In the conditional simulation of NFRs, reliace on correlations developed from geological data alone may be insufficient. Objective functions for simulated annealing method (SAM) need additional constraints representing spatial location of tight and permeable matrix blocks and effective matrix permeability. Based on our studies, for small correlation lengths, the capillary forces dominate the gravity forces in the most permeable matrix sections due to formation of many discontinuities among the layers caused by low permeability sections. For reservoirs with higher correlation lengths in the vertical setting, gravity forces become predominant in permeable blocks which can lead to an efficient recovery process. A heterogeneity index is defined in terms of correlation length (CL). Presence of permeable blocks in the upper section of NFR, under solution gas drive based on the cases studied, will result in high recoveries. This is caused by an efficient gravity drainage where blocks are surrounded by gas at early stages of depletion. In these sections, reservoir pressure and oil relative permeability are high and the capillary pressure is low. A new parameter nhpu, introduced in this paper, measures the fraction of permeable section above certain height in the reservoir.
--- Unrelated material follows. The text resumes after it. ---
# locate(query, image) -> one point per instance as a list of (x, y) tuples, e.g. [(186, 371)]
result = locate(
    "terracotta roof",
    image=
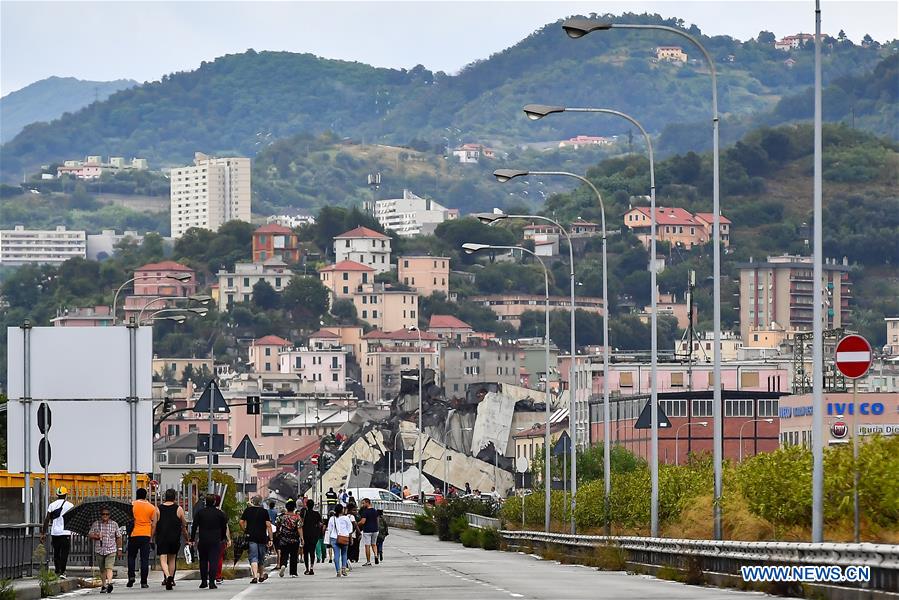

The combined effects of the above parameters may significantly influence the image representation and performance prediction.


For prediction of reservoir performance, the practice seems to favor stochastic representation of reservoir geometry and structure. This is to account for the range of possible predictions. Incorporating the uncertainties in reservoir description is an important task in reservoir characterization. The purpose of this study is to show the complications in using stochastic prediction for NFRs if the basis is strictly geological correlation data. We will be demonstrating that because of the role and influence of matrix block permeabilities and their structural position, geologically based correlations alone may be insufficient and certain process controlled adjustments need to be incorporated in the conditional concept of image generation to bring a degree of reality to the conceptualization of the reservoir.

Model Assumptions

In this research the equivalency of a porous medium model1 for the fracture network is assumed valid, which means that there are sufficient amounts of well connected fractures in the reservoir. The cause of heterogeneity is attributed to variations in matrix permeability where the system is densely fractured and is in full hydraulic communication throughout the reservoir. Another assumption is that the matrix absolute permeability is the effective permeability. This assumption is defined as absolute permeability averaged over a Representative Elementary Volume2, REV, within the simulator grid block (homogeneous and isotropic within the grid block). The dual-permeability model is used with matrix-matrix connectivity. Water saturation is constant and immobile during depletion of the reservoir. The production occurs through fractures intersecting the wellbore. Fluid and reservoir properties are given by references 3 and 4.